Mum was probably more positive than me. “I’ve got Alzheimer’s so I just have to get on with it” seemed to be her motto in the early months. She was grieving for my father at the same time and whether the grief took the edge off the impact of the diagnosis, we’ll never know, but her approach was an example to me and others.
As a result, I grew to live in the moment with Mum. We know what Alzheimer’s will eventually mean but we also know, now, that it’s possible to live well with dementia.

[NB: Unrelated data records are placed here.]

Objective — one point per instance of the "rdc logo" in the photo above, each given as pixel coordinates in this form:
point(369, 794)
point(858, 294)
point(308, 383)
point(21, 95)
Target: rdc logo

So, today, I didn’t look for any signs of change. Instead, I talked to Mum about my holiday and showed her a small matter of 380 photographs. Even the keenest traveller might recoil from that ordeal. Mum remained focussed until at least the 20th snap but there are only so many times you can feign interest in another shot of a monkey in a tree. The things you see in Bournemouth these days.
I’ve always returned from holiday with a present for Mum, going back to the first time I ventured abroad without my parents. But what to give her this time? Borneo, our holiday destination, is synonymous with an extraordinary range of wildlife and eventually, I decided that a cuddly baby orangutan (a toy, of course) might be just the ticket. It prompted gales of laughter and I’m not sure whether that was a comment on the gift – why on earth have you brought me a stuffed toy – or because Mum really liked her. She became preoccupied with making it sit up, a task that baby Beryl – for that’s her name – is entirely unsuited to fulfill. So, why Beryl? Well, my wife and I visited an orangutan rehabilitation centre. Since childhood, I’ve always been fascinated by orangutan and seeing them in the flesh was a lifetime’s ambition realised. Of course, I couldn’t leave it there and we’re now proud adoptive parents of a three year old orphan called Beryl.
So, Mum’s orangutan could only really have one name. I left Mum clutching baby Beryl. I hope it’s the start of a beautiful friendship.